The flying horse
This is the most surreal photograph I’ve ever taken. In September 2007 I was standing early one morning on Noordeinde in The Hague waiting for a friend to show up when I saw this extraordinary display in the window of a fancy antique shop. What’s particularly nice (for me) is that it’s an analogue photograph taken with an old film Leica.
Quote of the Day
”To the Tennis Court, and there saw the King play at tennis and others; but to see how the King’s play was extolled, without any cause at all, was a loathsome sight.”
- Samuel Pepys in his diary, 4 January, 1664.
Musical alternative to the morning’s radio news
Elgar | Introduction & Allegro for Strings, Op.47 | Pinchas Zukerman
Long Read of the Day
The Defiance of Salman Rushdie
A fine essay by David Remnick, Editor of The New Yorker.

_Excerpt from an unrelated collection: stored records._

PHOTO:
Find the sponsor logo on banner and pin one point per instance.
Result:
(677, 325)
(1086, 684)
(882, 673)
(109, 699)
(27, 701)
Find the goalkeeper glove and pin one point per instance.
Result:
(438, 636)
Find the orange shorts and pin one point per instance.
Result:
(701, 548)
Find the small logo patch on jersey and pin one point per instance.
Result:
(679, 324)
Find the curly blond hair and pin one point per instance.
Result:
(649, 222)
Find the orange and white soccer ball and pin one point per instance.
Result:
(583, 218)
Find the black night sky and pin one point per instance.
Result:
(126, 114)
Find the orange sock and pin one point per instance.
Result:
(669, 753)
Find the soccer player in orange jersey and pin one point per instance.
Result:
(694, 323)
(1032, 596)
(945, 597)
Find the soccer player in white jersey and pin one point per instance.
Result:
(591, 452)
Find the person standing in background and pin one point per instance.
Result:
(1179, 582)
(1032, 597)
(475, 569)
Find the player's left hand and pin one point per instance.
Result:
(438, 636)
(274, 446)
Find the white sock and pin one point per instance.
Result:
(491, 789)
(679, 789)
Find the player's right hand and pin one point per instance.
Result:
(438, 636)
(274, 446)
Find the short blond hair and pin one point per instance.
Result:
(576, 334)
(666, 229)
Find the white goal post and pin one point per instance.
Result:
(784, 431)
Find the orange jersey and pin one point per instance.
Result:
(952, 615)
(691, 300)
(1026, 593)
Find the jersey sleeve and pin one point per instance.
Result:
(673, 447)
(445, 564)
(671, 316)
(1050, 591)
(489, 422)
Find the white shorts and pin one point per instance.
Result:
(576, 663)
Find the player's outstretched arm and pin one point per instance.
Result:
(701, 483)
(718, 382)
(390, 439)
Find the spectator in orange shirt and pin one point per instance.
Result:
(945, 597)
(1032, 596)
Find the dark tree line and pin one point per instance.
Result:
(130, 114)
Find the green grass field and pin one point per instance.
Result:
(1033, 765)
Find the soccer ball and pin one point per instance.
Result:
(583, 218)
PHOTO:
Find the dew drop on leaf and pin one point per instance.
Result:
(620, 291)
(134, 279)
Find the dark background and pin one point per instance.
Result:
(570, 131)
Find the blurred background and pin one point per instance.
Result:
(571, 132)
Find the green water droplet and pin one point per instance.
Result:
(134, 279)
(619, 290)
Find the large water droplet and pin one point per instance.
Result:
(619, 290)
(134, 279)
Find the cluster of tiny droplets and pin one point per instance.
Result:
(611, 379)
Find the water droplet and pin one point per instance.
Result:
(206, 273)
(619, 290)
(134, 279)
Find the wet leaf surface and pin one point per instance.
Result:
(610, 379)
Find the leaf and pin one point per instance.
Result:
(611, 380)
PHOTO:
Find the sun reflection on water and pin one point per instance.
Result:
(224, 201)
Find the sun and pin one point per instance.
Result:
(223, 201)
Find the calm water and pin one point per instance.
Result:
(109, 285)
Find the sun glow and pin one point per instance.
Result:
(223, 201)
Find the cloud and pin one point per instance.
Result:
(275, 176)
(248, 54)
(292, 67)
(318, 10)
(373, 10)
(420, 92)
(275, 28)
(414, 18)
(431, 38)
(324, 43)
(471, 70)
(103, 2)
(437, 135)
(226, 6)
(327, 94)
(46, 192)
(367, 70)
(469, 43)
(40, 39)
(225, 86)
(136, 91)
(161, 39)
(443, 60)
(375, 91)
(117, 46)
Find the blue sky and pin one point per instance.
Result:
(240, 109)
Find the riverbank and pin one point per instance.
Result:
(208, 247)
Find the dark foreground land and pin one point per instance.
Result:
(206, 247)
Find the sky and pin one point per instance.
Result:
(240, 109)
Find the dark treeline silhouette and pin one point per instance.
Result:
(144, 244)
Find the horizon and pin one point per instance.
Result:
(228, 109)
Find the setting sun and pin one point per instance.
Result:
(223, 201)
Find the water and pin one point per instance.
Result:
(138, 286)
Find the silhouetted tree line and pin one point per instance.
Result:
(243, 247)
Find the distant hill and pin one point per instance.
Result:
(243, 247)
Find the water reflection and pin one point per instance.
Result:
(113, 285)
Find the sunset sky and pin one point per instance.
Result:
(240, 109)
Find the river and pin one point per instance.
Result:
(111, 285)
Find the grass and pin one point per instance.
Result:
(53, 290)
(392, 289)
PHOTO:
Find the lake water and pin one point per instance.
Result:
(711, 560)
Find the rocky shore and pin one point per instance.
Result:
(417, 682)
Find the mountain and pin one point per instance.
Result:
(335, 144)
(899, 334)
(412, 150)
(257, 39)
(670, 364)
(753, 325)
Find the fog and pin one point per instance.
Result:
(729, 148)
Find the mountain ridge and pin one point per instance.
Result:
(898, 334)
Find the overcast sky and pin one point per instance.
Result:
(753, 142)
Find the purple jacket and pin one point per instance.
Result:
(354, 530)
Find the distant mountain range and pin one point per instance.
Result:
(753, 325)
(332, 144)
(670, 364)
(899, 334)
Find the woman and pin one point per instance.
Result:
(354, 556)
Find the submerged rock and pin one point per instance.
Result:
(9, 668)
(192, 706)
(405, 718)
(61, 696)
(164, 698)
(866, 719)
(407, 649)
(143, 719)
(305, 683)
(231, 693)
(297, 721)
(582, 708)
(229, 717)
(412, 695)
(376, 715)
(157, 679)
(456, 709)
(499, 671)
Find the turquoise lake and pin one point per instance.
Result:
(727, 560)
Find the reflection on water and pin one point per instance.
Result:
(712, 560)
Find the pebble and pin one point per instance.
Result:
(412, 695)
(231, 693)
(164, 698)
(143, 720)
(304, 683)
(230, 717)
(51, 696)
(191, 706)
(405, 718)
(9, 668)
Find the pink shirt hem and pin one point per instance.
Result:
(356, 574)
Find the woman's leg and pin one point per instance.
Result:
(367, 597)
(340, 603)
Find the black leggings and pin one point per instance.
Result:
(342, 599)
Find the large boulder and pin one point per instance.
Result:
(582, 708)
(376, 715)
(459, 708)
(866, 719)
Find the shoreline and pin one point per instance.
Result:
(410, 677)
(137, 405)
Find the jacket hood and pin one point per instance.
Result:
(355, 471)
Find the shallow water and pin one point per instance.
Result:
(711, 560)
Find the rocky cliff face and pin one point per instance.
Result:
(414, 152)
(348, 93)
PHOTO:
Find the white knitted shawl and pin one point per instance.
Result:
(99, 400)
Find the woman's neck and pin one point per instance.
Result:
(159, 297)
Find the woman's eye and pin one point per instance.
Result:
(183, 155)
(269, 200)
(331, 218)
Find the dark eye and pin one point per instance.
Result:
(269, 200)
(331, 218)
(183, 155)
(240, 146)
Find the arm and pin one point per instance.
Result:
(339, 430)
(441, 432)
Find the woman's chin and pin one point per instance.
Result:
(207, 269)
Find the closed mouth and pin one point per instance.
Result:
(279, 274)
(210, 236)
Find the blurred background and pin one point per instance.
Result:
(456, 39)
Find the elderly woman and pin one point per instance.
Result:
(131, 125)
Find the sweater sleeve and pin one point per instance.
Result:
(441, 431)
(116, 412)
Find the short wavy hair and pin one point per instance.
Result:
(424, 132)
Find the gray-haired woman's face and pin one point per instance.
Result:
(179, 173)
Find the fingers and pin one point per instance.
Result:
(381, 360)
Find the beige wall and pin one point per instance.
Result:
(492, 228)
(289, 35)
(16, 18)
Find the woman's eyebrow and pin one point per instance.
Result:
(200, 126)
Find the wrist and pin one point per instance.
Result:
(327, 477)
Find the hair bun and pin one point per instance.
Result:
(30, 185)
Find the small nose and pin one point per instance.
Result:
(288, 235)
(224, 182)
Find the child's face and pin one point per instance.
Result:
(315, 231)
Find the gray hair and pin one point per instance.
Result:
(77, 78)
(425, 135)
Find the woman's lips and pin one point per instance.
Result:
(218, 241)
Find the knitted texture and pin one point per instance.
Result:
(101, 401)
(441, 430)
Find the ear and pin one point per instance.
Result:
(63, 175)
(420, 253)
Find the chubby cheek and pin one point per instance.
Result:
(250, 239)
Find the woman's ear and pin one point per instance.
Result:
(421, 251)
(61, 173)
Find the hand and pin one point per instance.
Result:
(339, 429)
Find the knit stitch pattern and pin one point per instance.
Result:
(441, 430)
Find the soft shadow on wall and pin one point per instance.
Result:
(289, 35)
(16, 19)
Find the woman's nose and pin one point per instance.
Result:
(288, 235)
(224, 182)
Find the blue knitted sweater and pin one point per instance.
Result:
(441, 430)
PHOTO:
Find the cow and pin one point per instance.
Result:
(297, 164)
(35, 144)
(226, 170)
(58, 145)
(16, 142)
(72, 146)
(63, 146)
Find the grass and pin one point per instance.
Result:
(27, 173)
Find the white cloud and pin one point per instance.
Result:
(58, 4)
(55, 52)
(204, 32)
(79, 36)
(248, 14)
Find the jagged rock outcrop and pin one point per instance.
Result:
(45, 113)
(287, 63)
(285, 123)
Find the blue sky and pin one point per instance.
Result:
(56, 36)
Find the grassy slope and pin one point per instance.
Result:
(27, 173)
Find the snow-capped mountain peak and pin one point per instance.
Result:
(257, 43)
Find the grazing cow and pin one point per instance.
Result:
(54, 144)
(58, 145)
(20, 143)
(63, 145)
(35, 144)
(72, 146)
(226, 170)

hen Salman Rushdie turned seventy-five, last summer, he had every reason to believe that he had outlasted the threat of assassination. A long time ago, on Valentine’s Day, 1989, Iran’s Supreme Leader, Ayatollah Ruhollah Khomeini, declared Rushdie’s novel “The Satanic Verses” blasphemous and issued a fatwa ordering the execution of its author and “all those involved in its publication.” Rushdie, a resident of London, spent the next decade in a fugitive existence, under constant police protection. But after settling in New York, in 2000, he lived freely, insistently unguarded. He refused to be terrorized.
There were times, though, when the lingering threat made itself apparent, and not merely on the lunatic reaches of the Internet. In 2012, during the annual autumn gathering of world leaders at the United Nations, I joined a small meeting of reporters with Mahmoud Ahmadinejad, the President of Iran, and I asked him if the multimillion-dollar bounty that an Iranian foundation had placed on Rushdie’s head had been rescinded. Ahmadinejad smiled with a glint of malice. “Salman Rushdie, where is he now?” he said. “There is no news of him. Is he in the United States? If he is in the U.S., you shouldn’t broadcast that, for his own safety.”
Within a year, Ahmadinejad was out of office and out of favor with the mullahs. Rushdie went on living as a free man. The years passed…
It’s a classic Remnick piece, beautifully written and insightful. You could call it a profile in courage (to echo JFK’s ghost-written book). And it includes a wonderful portrait of Rushdie as he is now, a living embodiment of Hemingway’s definition of courage: “grace under pressure”.
The Generative AI wars begin
There’s something deeply comical about the sudden panic in the tech industry over ChatGPT. Microsoft decided to use the bot to smarten up its Bing search engine (which up to now has had less than 10% of the search market). This caught Google (which dominates the market) on the hop, so it brought forward the deployment of BARD — its answer to ChatGPT. On Monday, it published an ad for the new toy.
The only problem was — as Reuters quickly pointed out — there was a glaring factual error in the bot’s answer to the question: “What new discoveries from the James Webb Space Telescope can I tell my 9 year old about?”
It turns out that the first pictures of exoplanets — credited by Bard to the JWST — were in fact taken by the European Southern Observatory’s Very Large Telescope (VLT) in 2004!
I asked ChatGPT “Why did Google’s BARD get the question about the James Webb Space Telescope wrong?”
Sadly, ChatGPT was too busy to play. Instead it wrote me a little poem.
Later, an email pointed me to a comparative study of Bard vs. ChatGPT that someone had arranged. The summary of results looks like this:
Meanwhile — as usual — Gary Marcus highlighted something I had missed, namely the strange imbalance in media coverage of the two rival companies’ efforts. The NYT’s Kevin Roose, for example, “even went so far as to chide anyone who even expressed concern about the errors, saying that ‘fixating on the areas where these tools fall short risks missing what’s so amazing about what they get right’. “Meanwhile”, says Marcus,
it is striking that neither Roose nor anyone else has explained exactly why Google and Microsoft received such different reception. The two megacompanies both demoed prototypes, neither fully ready for public use, built around apparently comparable technology, facing apparently similar bugs, within a day of each other. Yet one demo was presented as a revolution, the other as a disaster.
Since neither company has yet subjected their products to full scientific review, it’s impossible to say which is more trustworthy; it might well turn out that Google’s new product is actually more reliable.
Most likely, neither of them are particularly reliable. Yet they are being treated as polar opposites. At the very least, someone ought be asking, from business perspective, what’s the moat here, if two companies are basically both about to offer the same thing?
It’s amazing how fixated the world has become on this generative tech. I was at a posh dinner party of apparently well-informed people on Wednesday night and it was difficult to keep the discussion (which was supposed to be about ‘data-centric engineering’) away from ChatGPT.